Inevitably, the software eventually fails to match that assumption, disappointing and frustrating the user who unconsciously expected more.” Consequently, your frustrated customers may want to communicate (again) in person with you. Because the computer does not understands… Above all, what is good and bad about chatbots? Quora.com responded as follows:
|The Good Things about Chatbots||The Bad Things about Chatbots|
|1. Chatbots are a good alternative for mobile apps||1. Chatbots have a high error rate|
|2. With bots, nothing new needs to be learnt||2. Chatbots don’t put people first|
|3. Bots are capable of providing a great user experience||3. Bots are limited in their capabilities|
|4. Chatbots as the factotum for all business needs||4. Chatbots aren’t as intelligent as humans|
In summary, are chatbots the “silver bullets” that retailers can use to compete in a digitized retail environment? Or will it be another fad with demanding customers not getting assisted properly? I suppose we have to wait and see. However, Leo Sun (fool.com) recently asked: “Were the social network’s chatbot ambitions ahead of their time?”

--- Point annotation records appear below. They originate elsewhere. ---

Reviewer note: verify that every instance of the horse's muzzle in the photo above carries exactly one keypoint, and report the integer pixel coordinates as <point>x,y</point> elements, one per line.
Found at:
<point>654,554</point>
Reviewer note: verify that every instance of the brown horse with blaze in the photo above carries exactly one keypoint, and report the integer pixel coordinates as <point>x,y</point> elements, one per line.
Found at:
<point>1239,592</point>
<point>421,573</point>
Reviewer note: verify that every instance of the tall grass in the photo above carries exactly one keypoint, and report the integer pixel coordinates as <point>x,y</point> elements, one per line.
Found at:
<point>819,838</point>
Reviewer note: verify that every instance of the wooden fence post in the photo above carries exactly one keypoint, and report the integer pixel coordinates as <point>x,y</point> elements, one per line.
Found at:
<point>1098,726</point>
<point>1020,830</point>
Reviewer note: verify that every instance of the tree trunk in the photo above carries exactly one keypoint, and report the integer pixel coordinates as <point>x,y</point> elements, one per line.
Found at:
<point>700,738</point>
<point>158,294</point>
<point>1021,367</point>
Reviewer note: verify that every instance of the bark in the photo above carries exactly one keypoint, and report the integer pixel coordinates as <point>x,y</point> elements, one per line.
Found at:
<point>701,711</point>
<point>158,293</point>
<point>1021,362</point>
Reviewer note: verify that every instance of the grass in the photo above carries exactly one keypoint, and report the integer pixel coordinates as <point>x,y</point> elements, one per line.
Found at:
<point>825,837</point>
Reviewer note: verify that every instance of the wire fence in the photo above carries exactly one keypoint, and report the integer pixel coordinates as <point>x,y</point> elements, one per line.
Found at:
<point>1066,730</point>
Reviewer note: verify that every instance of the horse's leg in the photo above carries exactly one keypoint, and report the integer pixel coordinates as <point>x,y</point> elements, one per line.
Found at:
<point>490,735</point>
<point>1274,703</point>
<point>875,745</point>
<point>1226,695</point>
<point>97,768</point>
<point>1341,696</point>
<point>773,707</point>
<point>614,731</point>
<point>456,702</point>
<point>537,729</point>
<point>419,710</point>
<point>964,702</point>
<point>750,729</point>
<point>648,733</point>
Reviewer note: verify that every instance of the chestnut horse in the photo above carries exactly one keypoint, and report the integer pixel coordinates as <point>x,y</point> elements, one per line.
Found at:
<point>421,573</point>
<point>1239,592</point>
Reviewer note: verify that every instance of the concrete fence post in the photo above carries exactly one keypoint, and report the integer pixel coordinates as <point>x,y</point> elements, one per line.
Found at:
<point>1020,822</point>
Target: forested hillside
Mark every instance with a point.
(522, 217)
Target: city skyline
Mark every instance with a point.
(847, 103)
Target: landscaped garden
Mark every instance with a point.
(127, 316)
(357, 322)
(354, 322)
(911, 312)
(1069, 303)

Importantly, this is after Facebook is reportedly scaling back its chatbot efforts on Messenger after the programs failed to fulfill 70% of users’ requests. Consequently those requests couldn’t be handled without human agents, and bots built by outside developers “had issues” because the “technology to understand human requests wasn’t developed enough.”
Finally, perhaps Dale 1, (2016) sobering comment can be noted by all: “If we want to have better conversations with machines, we stand to benefit from having better conversations among ourselves.”
1 Dale, R. 2016. The return of the chatbots. Natural Language Engineering, 22(5):811-817.